Another assumption I question is that it is appropriate to categorize counterterrorism efforts as a ‘war’. First, I don’t think that is accurate. Terrorism is a tactic, not an entity that can be defeated. Secondly, I think it causes problems when we describe the fight against terrorism as a war. It justifies a lack of oversight, and can be used to justify human rights violations. It also creates the misleading impression that the ‘War on Terror’ could end. In reality, as long as there are people willing to use violence for political purposes, there will be terrorism. It can no more be ended than tax evasion or petty crime.
Above all, what this book lacks is a sense of perspective. Terrorism really isn’t such a huge problem. It kills far fewer people than chronic or infectious diseases, war, or accidents. It’s a mistake to turn our society upside down or spend an excessive amount of money trying to stop people from using certain violent tactics. We need to remain aware of the importance of other priorities, as well as the ways in which ‘being at war’ corrodes the integrity of democratic states. One example of such corrosion is the dangerous tendency of states to spy on everybody, in hopes of catching the few people who may be up to no good.

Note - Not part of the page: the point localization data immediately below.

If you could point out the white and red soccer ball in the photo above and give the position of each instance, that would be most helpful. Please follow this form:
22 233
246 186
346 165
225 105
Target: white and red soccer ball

Because it is so powerful, and has so many abilities to hide its mistakes and abuses, the state is far more dangerous than any terrorist cell, and it is critical to human freedom that the power of states be kept in check.
By all means, we should be grateful for the good work done by the security services, but we must also recognize the danger that they will go too far and become violators of rights, as well as the much greater importance of other governmental undertakings. Dealing with cancer and providing a better education for children are far more important to the welfare of Canadians than stopping terrorist attacks. It’s a shame that we are continuing to spend billions on the latter, while government is cutting back on virtually everything else.